Deadline: 7 October, 23.59 CET

How to report the assignment

The completed assignment file assign2.py should be mailed to johan.roxendal@svenska.gu.se, with an appropriate subject line. Remember to write your full names in the mail, and as a header in the assignment file (as a doc string).

Requirements

The assignment is done in groups of two.
It is ok to discuss solutions with students outside of your group, but copying code is the same as cheating (the same goes for the web, of course).
If requested, both members in a group should be able to explain the solution to the assignment.
Always hand in the assignment before the deadline, even if you have not been able to fully complete the assignment.
If the assignment is uncompleted, clearly state what is left to do, and what you need help with.
Comment your code.
Use documentation strings for your module and all your functions.

Description

You have been newly employed at a company, and your new boss storms into your office the first day. The boss is depressed, saying: I'm not able to read the company documents, and our writers don't know how to write simpler. Can you help them, help me? Sure, you say.

You think about the problem for a while and remember Flesch-Kincaid readability test, a text measure that indicates how difficult a text is.

You look at the measure, and have the following idea: given a text, how about not only presenting the measure, but also the top ten worst sentences (i.e., the top ten longest sentences) and the top ten worst words (i.e., the top ten words with most syllables) according to this measure?

Use nltk.sent_tokenize and nltk.word_tokenize (requires a sentence as input). You may not use any other functions in nltk. Note: the measure is about words, not symbols or numbers.

Optional: Define your own word and sentence tokenization. Compare the result of using your tokenization with nltk's tokenizers. Does it make a difference in the output?

Optional: Generate a prettified report for the writers in HTML. Read HTML tutorial, if you do not already know how HTML works.

To think about: Is Flesch-Kincaid readability test a good measure for language complexity? Is the measure language independent?

Start with the following code (in a file 'assign2.py'):

"""Assignment 2: Flesch-Kincaid readability test
Name 1: NAME
Name 2: NAME
"""
import nltk # word_tokenize and sent_tokenize

def produce_report(filename):
    pass

Test your program with the following text files: sherlock.txt and metamorphosis.txt, downloaded from Project Gutenberg.
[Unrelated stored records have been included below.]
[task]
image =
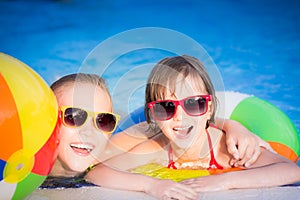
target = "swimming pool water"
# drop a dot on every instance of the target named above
(255, 44)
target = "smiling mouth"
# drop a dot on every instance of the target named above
(82, 149)
(182, 132)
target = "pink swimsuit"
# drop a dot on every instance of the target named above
(213, 164)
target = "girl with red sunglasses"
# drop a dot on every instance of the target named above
(181, 104)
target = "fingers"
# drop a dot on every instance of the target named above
(232, 148)
(265, 145)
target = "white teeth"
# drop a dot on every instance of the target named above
(89, 148)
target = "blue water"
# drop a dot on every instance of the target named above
(254, 43)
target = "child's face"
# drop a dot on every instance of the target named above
(182, 129)
(79, 146)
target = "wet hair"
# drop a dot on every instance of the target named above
(81, 78)
(164, 75)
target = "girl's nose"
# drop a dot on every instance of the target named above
(178, 114)
(88, 128)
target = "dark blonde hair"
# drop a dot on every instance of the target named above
(81, 78)
(164, 75)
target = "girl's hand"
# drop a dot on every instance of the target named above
(242, 144)
(167, 189)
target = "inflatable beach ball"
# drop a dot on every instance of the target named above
(263, 119)
(28, 116)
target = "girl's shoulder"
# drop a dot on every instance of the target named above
(156, 143)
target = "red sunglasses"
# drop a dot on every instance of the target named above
(76, 117)
(166, 109)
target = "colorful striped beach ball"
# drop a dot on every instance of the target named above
(28, 116)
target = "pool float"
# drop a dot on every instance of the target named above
(258, 115)
(28, 118)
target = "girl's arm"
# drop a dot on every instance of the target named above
(242, 144)
(268, 171)
(162, 189)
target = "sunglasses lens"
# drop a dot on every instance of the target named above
(195, 106)
(164, 110)
(106, 122)
(75, 116)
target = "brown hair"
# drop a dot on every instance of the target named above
(165, 73)
(81, 78)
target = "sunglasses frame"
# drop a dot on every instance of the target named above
(207, 98)
(90, 114)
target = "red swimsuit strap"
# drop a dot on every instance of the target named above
(213, 164)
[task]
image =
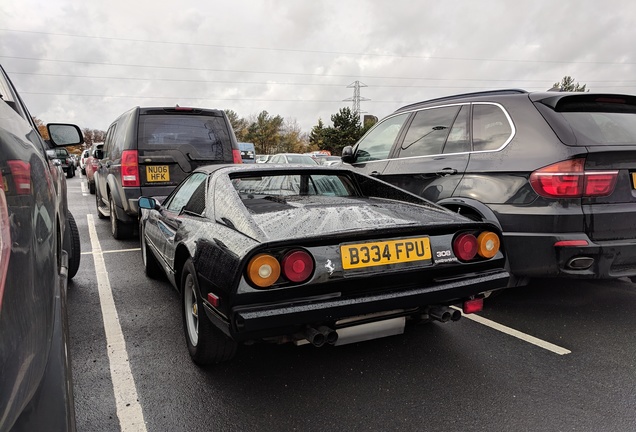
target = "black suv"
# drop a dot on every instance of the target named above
(39, 252)
(556, 171)
(148, 151)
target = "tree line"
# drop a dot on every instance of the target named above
(273, 134)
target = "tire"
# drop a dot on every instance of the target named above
(206, 343)
(97, 204)
(151, 265)
(72, 245)
(120, 230)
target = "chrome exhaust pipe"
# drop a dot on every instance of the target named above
(331, 336)
(315, 337)
(441, 313)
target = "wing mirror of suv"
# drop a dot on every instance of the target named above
(148, 203)
(52, 156)
(347, 155)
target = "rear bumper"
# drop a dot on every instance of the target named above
(255, 322)
(535, 255)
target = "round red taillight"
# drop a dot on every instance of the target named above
(297, 266)
(465, 246)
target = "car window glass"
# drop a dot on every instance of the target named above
(207, 136)
(598, 128)
(186, 190)
(458, 140)
(269, 186)
(428, 132)
(376, 145)
(196, 204)
(491, 128)
(108, 142)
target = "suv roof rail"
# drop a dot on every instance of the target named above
(463, 96)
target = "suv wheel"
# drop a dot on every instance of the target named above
(98, 204)
(119, 229)
(72, 245)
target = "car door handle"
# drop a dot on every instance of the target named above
(446, 171)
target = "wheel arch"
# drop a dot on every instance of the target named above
(469, 207)
(182, 254)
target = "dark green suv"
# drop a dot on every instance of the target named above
(148, 151)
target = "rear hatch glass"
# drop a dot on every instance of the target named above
(605, 120)
(172, 144)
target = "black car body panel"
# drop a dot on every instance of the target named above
(509, 136)
(222, 217)
(35, 379)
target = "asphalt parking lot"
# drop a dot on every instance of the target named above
(553, 356)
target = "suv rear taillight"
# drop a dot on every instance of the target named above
(21, 173)
(130, 168)
(568, 179)
(5, 240)
(236, 155)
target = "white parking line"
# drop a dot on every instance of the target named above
(516, 333)
(129, 411)
(114, 251)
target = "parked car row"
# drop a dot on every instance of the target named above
(555, 171)
(39, 252)
(439, 204)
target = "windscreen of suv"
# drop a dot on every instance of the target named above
(600, 120)
(208, 136)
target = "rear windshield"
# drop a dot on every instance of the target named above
(270, 186)
(207, 137)
(600, 120)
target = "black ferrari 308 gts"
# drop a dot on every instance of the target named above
(311, 254)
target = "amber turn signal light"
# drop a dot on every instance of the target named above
(488, 244)
(263, 270)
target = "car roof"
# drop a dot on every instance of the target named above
(458, 97)
(553, 96)
(266, 168)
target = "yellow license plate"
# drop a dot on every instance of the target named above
(361, 255)
(157, 173)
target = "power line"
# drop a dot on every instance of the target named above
(129, 78)
(285, 73)
(361, 54)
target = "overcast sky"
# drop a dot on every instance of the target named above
(86, 62)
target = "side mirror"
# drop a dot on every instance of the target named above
(62, 134)
(347, 155)
(147, 203)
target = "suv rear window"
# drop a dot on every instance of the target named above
(208, 135)
(600, 120)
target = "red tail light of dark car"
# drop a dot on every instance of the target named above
(5, 240)
(568, 179)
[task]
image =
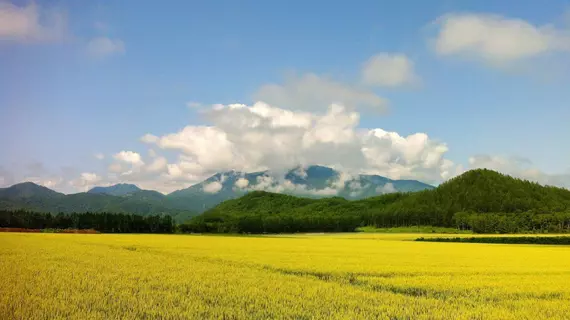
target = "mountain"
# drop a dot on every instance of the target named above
(120, 189)
(29, 196)
(480, 199)
(28, 190)
(313, 182)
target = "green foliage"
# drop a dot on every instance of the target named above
(503, 240)
(103, 221)
(483, 201)
(31, 197)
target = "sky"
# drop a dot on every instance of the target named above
(163, 95)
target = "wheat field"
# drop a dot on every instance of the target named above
(348, 276)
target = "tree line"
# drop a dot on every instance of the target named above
(102, 222)
(480, 200)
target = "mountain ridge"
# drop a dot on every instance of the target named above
(483, 200)
(314, 182)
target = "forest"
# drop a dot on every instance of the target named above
(482, 200)
(102, 222)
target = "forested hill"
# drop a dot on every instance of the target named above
(483, 197)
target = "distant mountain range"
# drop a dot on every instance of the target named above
(313, 182)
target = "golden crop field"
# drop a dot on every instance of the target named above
(350, 276)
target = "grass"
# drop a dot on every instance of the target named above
(556, 240)
(413, 229)
(348, 276)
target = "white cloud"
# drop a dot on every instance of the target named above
(158, 165)
(387, 188)
(389, 70)
(31, 24)
(102, 47)
(261, 137)
(193, 105)
(520, 168)
(149, 138)
(129, 157)
(497, 39)
(213, 187)
(86, 181)
(311, 92)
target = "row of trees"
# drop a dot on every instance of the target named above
(480, 200)
(103, 222)
(524, 222)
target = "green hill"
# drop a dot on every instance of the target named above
(482, 200)
(32, 197)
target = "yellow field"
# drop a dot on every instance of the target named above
(351, 276)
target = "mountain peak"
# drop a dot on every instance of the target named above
(28, 189)
(119, 189)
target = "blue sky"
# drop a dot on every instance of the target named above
(93, 77)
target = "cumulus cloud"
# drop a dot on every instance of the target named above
(101, 47)
(129, 157)
(388, 70)
(158, 165)
(497, 39)
(213, 187)
(310, 92)
(6, 178)
(86, 181)
(263, 137)
(520, 168)
(31, 24)
(276, 183)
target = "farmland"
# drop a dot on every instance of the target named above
(342, 276)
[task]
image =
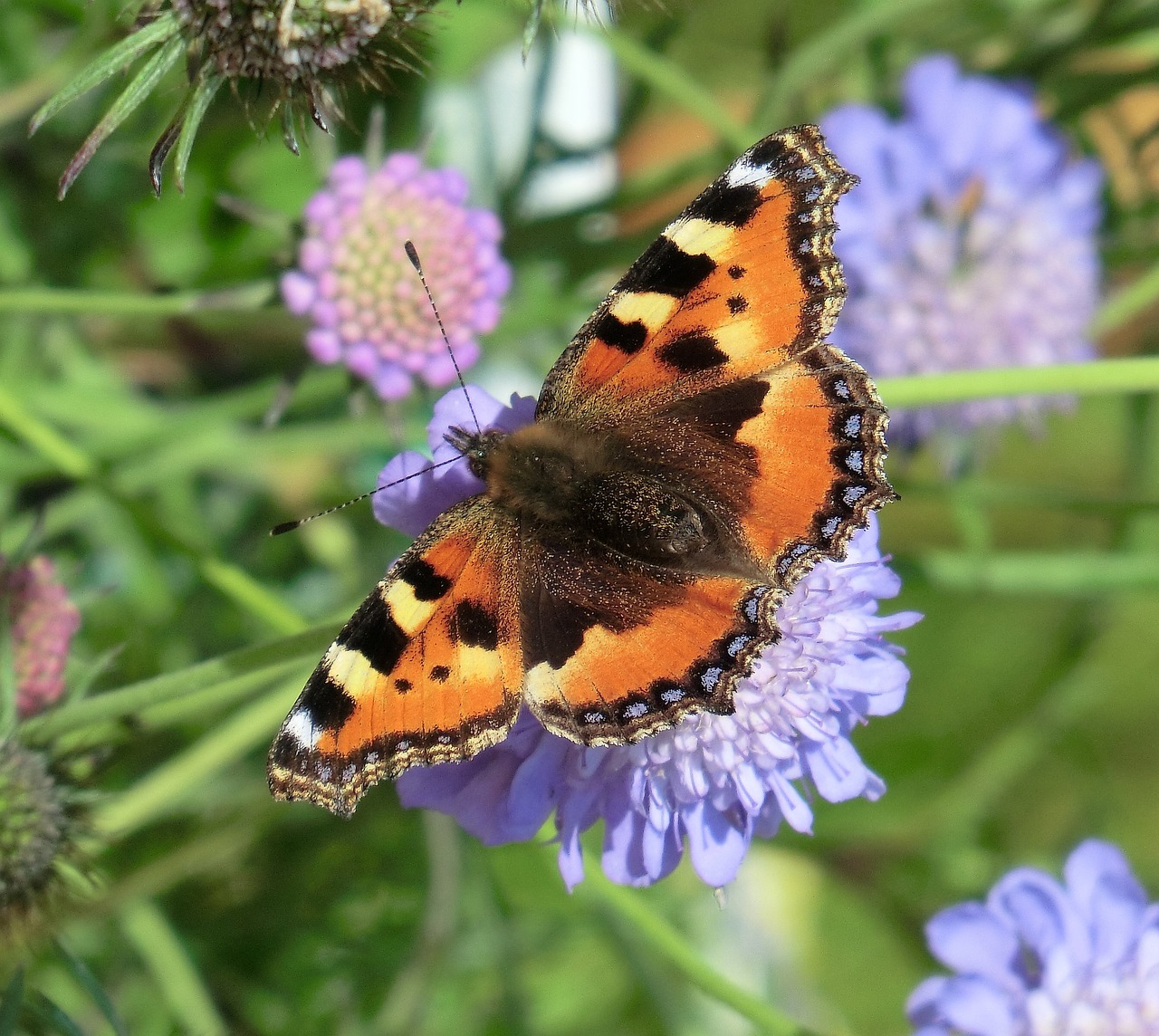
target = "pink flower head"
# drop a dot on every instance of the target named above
(42, 621)
(357, 286)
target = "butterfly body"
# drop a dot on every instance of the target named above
(695, 450)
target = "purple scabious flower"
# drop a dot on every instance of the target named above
(971, 241)
(1042, 958)
(42, 622)
(359, 291)
(710, 783)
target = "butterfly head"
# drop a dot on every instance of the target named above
(475, 446)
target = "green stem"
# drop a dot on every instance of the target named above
(244, 664)
(1128, 302)
(1102, 377)
(671, 82)
(233, 582)
(169, 786)
(107, 64)
(160, 948)
(240, 298)
(1056, 574)
(244, 590)
(44, 439)
(629, 906)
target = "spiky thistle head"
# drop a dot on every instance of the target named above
(294, 53)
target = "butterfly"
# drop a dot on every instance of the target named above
(696, 448)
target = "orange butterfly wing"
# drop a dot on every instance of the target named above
(720, 327)
(427, 670)
(707, 360)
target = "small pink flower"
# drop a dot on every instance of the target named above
(42, 621)
(360, 293)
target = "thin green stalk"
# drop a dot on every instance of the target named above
(130, 99)
(198, 104)
(1055, 574)
(247, 663)
(169, 786)
(1128, 302)
(243, 589)
(630, 907)
(233, 582)
(43, 438)
(8, 691)
(107, 64)
(1102, 377)
(239, 299)
(671, 82)
(174, 971)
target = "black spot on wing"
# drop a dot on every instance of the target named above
(627, 338)
(725, 204)
(667, 269)
(723, 410)
(474, 626)
(694, 351)
(554, 627)
(373, 633)
(421, 577)
(325, 701)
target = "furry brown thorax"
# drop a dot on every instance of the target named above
(580, 485)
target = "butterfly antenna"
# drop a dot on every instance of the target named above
(290, 526)
(413, 255)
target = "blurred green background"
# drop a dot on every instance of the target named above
(1031, 720)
The files are UTF-8-encoded, so you need to decode the file content before processing.

Example usage:

>>> import assign2
>>> print assign2.produce_report('sherlock.txt')
    [ prints the report of file 'sherlock.txt' ] 

>>> report = assign2.produce_report('sherlock.txt')
>>> with open('result.html', mode='w') as f: # write HTML file
...     f.write(report)
... 
>>> 

$ open result.html # on a Mac.